Now let's calculate the metrics using the library's main function.

In [None]:
# Define output paths
output_json = "demo_qc_metrics.mzQC.json"
output_plot = "demo_qc_heatmap.png"

# Calculate metrics
# Note: show_tables=False to suppress table output here (we'll format it nicely later)
# show_json=False to avoid printing raw JSON in notebook output
json_output = calculate_metrics(
    mzml_files=demo_file_paths,
    output_file=output_json,
    generate_plot=True,
    plot_output=output_plot,
    show_tables=False,  # We'll display tables separately
    show_json=False     # We'll display JSON nicely using IPython
)

print("\n✅ Metrics calculation complete!")

## Display Metrics Table

Let's display the metrics in a formatted table.

In [None]:
# Print formatted metrics tables
print("="*120)
print("QC METRICS TABLES")
print("="*120)
print_metrics_tables(json_output)

## View mzQC JSON Output

The complete mzQC format output with all metrics and metadata.

In [None]:
# Parse and display JSON in a nicely formatted way
mzqc_data = json.loads(json_output)
display(JSON(mzqc_data, expanded=False))

## Display Heatmap Visualization

Visual comparison of QC metrics across all runs.

In [None]:
# Display the generated heatmap
if os.path.exists(output_plot):
    display(Image(filename=output_plot))
else:
    print("Heatmap not found!")

## Accessing Specific Metrics

You can also parse the mzQC JSON to access specific metrics programmatically.

In [None]:
# Example: Extract specific metrics from the mzQC data
print("Sample-level metrics extracted from mzQC:\n")
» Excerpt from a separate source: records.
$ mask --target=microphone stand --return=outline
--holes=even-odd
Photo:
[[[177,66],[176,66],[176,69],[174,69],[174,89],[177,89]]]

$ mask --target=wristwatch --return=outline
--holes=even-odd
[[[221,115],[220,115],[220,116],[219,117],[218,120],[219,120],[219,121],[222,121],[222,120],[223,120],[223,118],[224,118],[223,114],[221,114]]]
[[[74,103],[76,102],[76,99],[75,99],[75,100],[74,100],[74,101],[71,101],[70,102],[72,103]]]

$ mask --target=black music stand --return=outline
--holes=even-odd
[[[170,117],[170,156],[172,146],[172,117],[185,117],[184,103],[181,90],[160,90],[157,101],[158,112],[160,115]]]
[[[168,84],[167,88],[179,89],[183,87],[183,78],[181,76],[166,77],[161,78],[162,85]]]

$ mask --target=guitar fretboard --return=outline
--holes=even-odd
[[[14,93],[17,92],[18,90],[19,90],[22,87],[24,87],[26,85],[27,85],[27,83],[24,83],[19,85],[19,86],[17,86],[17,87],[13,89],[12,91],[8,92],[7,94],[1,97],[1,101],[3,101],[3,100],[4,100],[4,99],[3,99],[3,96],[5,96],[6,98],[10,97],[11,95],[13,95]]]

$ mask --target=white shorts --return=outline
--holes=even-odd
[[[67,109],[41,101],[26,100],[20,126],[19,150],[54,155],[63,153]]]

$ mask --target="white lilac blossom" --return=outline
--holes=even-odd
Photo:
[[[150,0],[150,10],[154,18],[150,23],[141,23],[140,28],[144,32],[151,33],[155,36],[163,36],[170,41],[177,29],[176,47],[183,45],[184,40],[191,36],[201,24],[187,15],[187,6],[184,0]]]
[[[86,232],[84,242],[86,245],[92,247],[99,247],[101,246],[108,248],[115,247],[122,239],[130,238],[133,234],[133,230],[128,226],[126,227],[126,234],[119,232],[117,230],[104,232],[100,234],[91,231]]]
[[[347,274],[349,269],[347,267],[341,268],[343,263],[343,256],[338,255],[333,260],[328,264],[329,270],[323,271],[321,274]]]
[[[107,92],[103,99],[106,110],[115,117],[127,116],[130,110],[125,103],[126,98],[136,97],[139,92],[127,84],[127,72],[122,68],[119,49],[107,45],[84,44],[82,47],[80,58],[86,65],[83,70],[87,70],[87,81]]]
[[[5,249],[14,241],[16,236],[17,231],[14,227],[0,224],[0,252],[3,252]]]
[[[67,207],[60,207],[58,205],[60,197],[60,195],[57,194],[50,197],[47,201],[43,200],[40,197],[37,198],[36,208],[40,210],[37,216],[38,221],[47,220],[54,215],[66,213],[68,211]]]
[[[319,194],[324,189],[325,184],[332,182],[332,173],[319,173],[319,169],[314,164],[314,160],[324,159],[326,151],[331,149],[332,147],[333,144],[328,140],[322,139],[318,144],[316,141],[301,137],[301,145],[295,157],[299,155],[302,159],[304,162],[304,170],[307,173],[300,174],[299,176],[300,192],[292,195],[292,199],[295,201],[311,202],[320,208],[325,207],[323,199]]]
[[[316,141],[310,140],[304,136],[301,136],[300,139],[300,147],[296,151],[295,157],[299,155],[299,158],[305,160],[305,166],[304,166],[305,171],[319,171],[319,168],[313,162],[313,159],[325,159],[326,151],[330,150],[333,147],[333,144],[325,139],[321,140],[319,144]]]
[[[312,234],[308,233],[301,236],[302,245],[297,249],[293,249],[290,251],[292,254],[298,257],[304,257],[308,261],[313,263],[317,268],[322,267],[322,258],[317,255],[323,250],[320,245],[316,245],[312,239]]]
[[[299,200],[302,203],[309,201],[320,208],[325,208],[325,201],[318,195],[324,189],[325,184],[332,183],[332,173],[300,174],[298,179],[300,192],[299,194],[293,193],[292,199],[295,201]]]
for run_quality in mzqc_data['runQualities']:
    metadata = run_quality['metadata']
    run_name = metadata['label']
    
    print(f"\n{run_name}:")
    print(f"  Input file: {metadata['inputFiles'][0]['name']}")
    
    # Find specific metrics
    for metric in run_quality['qualityMetrics']:
        name = metric.get('name', 'Unknown')
        
        # Show a few key metrics
        if name in ['NumberOfSpectra_MS1', 'NumberOfSpectra_MS2', 'ChromatographyDuration']:
            value = metric.get('value', 'N/A')
            unit = metric.get('unit', {}).get('name', '')
            print(f"  {name}: {value} {unit}")

## Summary

This notebook demonstrated:

1. **Library usage**: Calling `calculate_metrics()` programmatically
2. **Data processing**: Computing 100+ QC metrics from mzML files
3. **Output formats**: 
   - mzQC JSON (standard format)
   - Formatted tables
   - Heatmap visualization
4. **Data access**: Parsing and extracting specific metrics from mzQC output

### Next Steps

- Use your own mzML files by changing the `demo_file_paths` list
- Integrate into your QC pipeline
- Compare metrics across different experiments
- Set quality thresholds based on the metrics

## Clean Up (Optional)

Remove demo files and outputs if desired.

In [None]:
# Uncomment to clean up demo files
# import shutil
# shutil.rmtree(demo_dir)
# os.remove(output_json)
# os.remove(output_plot)
# print("Cleanup complete!")